„Ich sitze gerade im Zuuhuug!“ – Handys im Alltag
Abstract
Das handliche Telefon („Handy“), die tragbare Telefonzelle („cell phone“) ist eine tolle Erfindung: Man ist „immer, überall und auf jeden Fall“ erreichbar, sei es „gerade in der Straßenbahn“, „in der Umkleide“, „gerade nicht zu Hause“, „auf dem Fahrrad“ oder „gerade im Zuuhuuug“ sitzend wie Urban Priol. Dummerweise hat man, wie man sieht, immer „gerade keine Zeit“ oder es ist „im Moment eher ungünstig“, wenn das Telefon klingelt und vibriert.
Da stellt sich die berechtigte Frage, warum man diesen ehemals Backstein großen Klotz zukünftigen Elektroschrotts mit sich herumschleppt. Zugegeben, das Mobiltelefon verheißt mehr Privatsphäre für den Angerufenen: Um erreichbar zu sein, braucht man nicht seine Durchwahl der Aufenthaltsorte durchzugeben, Standort und Telefon sind im Gegensatz zum Festnetzgerät voneinander entkoppelt. Telefonieren und neuerdings auch „Simsen“ kann man mit letzterem ebenfalls. Zugegeben: In Zeiten von Vorratsdatenspeicherung und GPS-Tracking gibt man diese Privatsphäre allerdings gleich wieder auf.

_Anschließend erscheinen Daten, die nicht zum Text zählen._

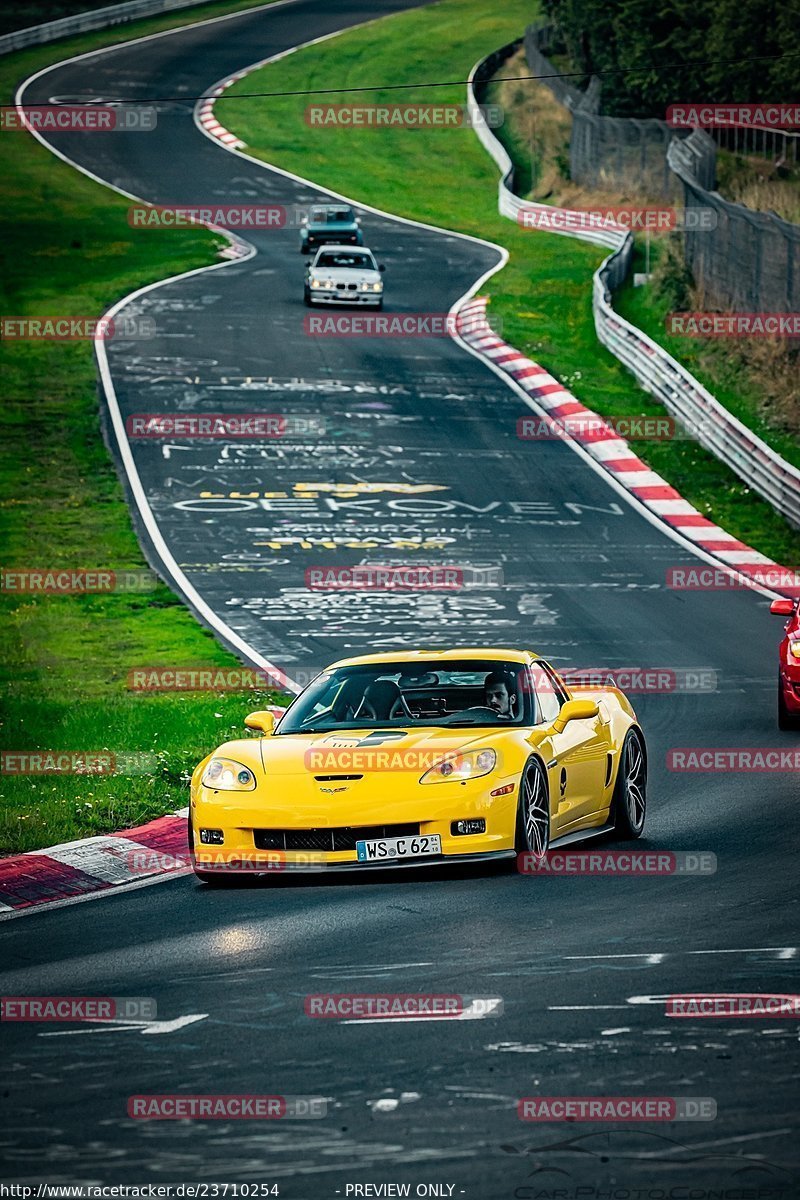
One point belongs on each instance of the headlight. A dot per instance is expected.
(226, 775)
(456, 767)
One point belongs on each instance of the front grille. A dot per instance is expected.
(329, 839)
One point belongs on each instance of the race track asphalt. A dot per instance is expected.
(584, 585)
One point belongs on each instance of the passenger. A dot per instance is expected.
(500, 694)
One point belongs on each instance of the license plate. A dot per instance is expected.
(385, 850)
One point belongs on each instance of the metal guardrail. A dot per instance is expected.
(83, 22)
(684, 397)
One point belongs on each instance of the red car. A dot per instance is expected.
(788, 677)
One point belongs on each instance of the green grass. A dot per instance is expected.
(710, 361)
(67, 249)
(445, 178)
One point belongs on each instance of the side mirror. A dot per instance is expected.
(575, 711)
(263, 721)
(782, 607)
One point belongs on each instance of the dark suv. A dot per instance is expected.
(330, 223)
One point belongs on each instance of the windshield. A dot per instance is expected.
(404, 694)
(347, 258)
(331, 216)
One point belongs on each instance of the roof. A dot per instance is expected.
(462, 652)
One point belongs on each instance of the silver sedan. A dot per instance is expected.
(346, 275)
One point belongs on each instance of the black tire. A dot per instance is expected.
(630, 799)
(533, 832)
(786, 720)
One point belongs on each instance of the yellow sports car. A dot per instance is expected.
(420, 757)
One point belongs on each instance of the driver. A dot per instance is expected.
(500, 694)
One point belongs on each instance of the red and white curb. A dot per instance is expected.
(90, 865)
(94, 864)
(608, 449)
(208, 120)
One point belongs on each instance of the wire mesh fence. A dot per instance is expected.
(740, 259)
(749, 262)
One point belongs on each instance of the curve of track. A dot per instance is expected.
(584, 583)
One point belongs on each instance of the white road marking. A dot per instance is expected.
(782, 952)
(474, 1012)
(146, 1027)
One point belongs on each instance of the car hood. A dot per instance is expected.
(292, 795)
(346, 275)
(334, 753)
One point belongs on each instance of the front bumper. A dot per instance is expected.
(241, 819)
(278, 865)
(323, 295)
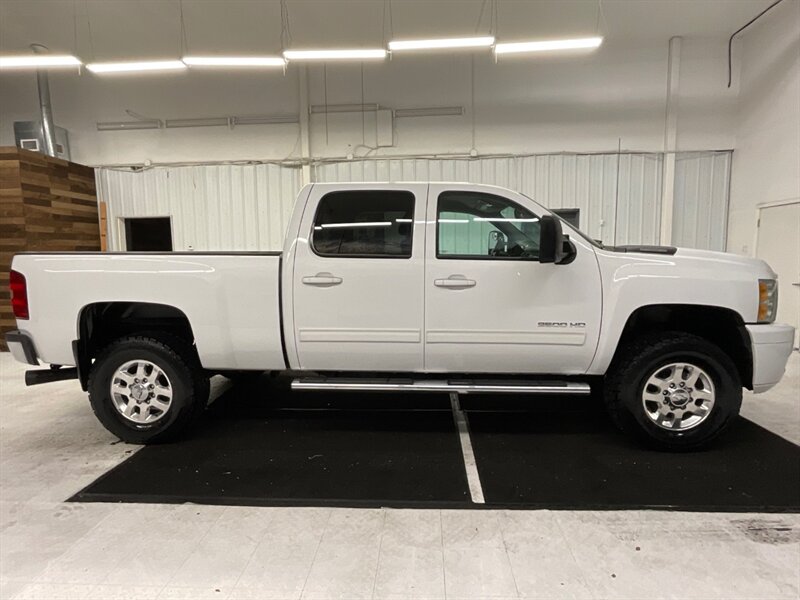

Zudem wird man gedrängt, alle 24 Monate eine neue Zelle anzuschaffen. Das ist jene „Leasingrate“ zur Finanzierung des „technischen Fortschritts“, ohne die die Entwicklung neuer Geräte nicht möglich wäre – ein teufelskreisendes Perpetuum Mobile. Demgegenüber dürfte ein flächendeckendes Netz echter Telefonzellen eine effizientere Resourcenallokation darstellen. Aber auch die allgemeine Benutzung öffentlicher Verkehrsmittel ist effizienter als die allgemeine Individualmotorisierung, und trotzdem will keiner auf seine gut vier Meter langen rund 1,3 Tonnen Blech um sich herum verzichten.
Teufelskreis durchbrechen
Der oben skizzierte Teufelskreis lässt sich auf hinterlistige Weise durchbrechen, mit verheerenden Folgen für die Hersteller der „Elektro-Backsteine“: Gerade ältere, aber auch einige aktuelle Modelle, halten inklusive der Akkus im Grunde länger als die zwei Jahre Vertragslaufzeit, in der man die Gerätekosten abstottert. (Gleichgültig ob Vertrag oder Prepaid – bei einem geringen bis durchschnittlichen Telefonierverhalten hat man nach den zwei Jahren das Gerät bezahlt. Wer es nicht glaubt, rechnet einfach einmal nach.) Das teufelskreisende Perpetuum Mobile des „technischen Fortschritts“ bleibt allerdings nur dann in Bewegung, wenn der Kunde regelmäßig beim Vertragwechsel, -update oder -verlängerung ein neues Gerät beschafft. Hier hat die Mindestvertragslaufzeit echte Vorteile: Der Kunde hat ein Telefon, das garantiert so lange hält, der Telekommunikationsanbieter den Kunden gebunden und der Handy-Hersteller nach der Zeit einen garantierten Absatz eines neuen Geräts. Als Fazit muss man also das Telefon länger als zwei Jahre nutzen – sofern die Haltbarkeit das hergibt, was der springende Knackpunkt sein dürfte.
Alternativ kann man sich natürlich auch den Luxus der Nichterreichbarkeit leisten, ein befreiendes Gefühl vollkommener Dekadenz.